Bram suggested that the museum staff load all the excess artwork that they could manage during the next twenty hours on one of the unused rocket-assisted pallets. Some tens of the pallets were slated to be left behind along with a lot of cargo walkers and heavy machinery. “See Jao,” Bram said. “He’ll compute a rough trajectory for you. We’ll have to shoot it off unmanned, but with luck, one of the interbranch vehicles from Yggdrasil will snare it and bring it in.”
“B-but it could be lost forever,” the curator said. “Better to leave it here.”
“No,” Bram said, looking him in the eye. “It wouldn’t.”
That got through. The curator nodded grimly. “I’ll get moving on it right away.”
When Bram returned to Harld, the thin-featured zoologist was waiting for him next to a table spread with photoplastic readouts. He handed one to Bram without comment.
Bram took the stiff sheet from him. It showed a slender, jewellike creature with bulging metallic eyes and four fragile, veined wings.
“ Odonata ,” Harld said. “Suborder Anisoptera. Also known as the dragonfly, or sometimes by such names as the devil’s darning needle, the mosquito hawk, or the bee butcher.
Bram studied the photograph. He could see several features that suggested a possible provenance for the insect-folk: the domelike eyes, the long segmented body with the claspers at the end, the six wiry legs all grouped together just behind the head.
“Our neighbors across the plain don’t have wings,” he pointed out.
“Neither did their ancestors,” Harld said. “You’re looking at the adult form of the dragonfly. That creature on the dissecting table is descended from an immature form called a nymph.”
Bram looked across at the grisly specimen, the liplike structure with its hooked clasping lobes was spread out to more than a fourth of the creature’s body length. He shuddered.
“Dragonflies spent most of their lives as nymphs,” Harld went on. “Years, sometimes. They lived underwater, breathing through gills, eating voraciously till they grew to size. They’d attack anything that moved—creatures bigger than they were. When it came time for them to change, they’d climb up a reed, split their skin, and emerge as that glorious winged creature you see there. The adult form—the imago—was the one that reproduced. It lived only a few Tendays and died after laying its eggs.”
He handed Bram another photoplastic readout. This one showed a dragonfly climbing out of a pale, cast-off ghost of itself and spreading its gossamer wings.

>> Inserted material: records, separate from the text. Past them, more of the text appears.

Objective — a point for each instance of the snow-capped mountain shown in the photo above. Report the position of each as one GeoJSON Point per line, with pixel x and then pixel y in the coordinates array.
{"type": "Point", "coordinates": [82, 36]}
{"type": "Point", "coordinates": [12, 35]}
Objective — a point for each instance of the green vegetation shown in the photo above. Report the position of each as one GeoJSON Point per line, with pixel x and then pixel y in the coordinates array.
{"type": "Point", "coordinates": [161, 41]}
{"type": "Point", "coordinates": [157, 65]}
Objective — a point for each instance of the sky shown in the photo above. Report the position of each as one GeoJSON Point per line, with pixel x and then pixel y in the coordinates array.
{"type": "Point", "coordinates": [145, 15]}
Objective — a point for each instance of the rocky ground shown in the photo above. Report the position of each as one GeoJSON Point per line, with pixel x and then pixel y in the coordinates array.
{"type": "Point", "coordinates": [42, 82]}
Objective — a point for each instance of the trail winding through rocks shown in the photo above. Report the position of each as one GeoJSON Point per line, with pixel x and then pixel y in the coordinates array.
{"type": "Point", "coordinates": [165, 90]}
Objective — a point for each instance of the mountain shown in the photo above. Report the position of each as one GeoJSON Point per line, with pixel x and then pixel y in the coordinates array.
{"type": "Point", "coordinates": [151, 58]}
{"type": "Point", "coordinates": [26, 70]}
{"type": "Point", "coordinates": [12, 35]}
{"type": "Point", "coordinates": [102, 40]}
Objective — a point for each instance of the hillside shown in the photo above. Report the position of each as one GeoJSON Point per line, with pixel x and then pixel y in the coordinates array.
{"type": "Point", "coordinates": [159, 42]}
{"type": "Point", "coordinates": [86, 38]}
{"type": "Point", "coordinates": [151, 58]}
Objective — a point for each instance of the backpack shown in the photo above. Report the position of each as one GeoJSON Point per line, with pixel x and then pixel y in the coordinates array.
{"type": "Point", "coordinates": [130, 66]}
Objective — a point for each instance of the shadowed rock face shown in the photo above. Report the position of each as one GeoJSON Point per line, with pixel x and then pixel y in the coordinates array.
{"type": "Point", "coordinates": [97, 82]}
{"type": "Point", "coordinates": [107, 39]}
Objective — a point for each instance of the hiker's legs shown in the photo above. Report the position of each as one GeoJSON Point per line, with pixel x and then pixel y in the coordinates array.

“What confused the issue,” Harld said, warming to his subject, “was that Odonata’s like no other insect order. There was a separate evolution of the nymphal and imagal forms—probably dating back to before Earth’s Carboniferous period. The dragonfly larva lacked the specialized regeneration centers—’imaginal disks,’ they’re called—that in other insects formed the adult tissues from latent embryonic cells, while the larval tissues melted away. They never went through an intervening pupal stage. They changed by direct growth.”
He was shoving more readouts at Bram. “The nymph adapted for an aquatic life, while the adult dragonfly remained virtually the same,” he said. “The nymph evolved independently. It developed gills. Then, at some point, apparently—like other aquatic creatures—it left the water in its immature form and developed the ability to breathe air.”
Something ugly stirred in Bram’s memory, the shadow of an ancient image.
Harld was trying to show him something on the autopsy table. “Jorv was perfectly right about the way they developed the equivalent of lungs. A portion of the alimentary canal just anterior to the rectum became enlarged into a sort of bellows.”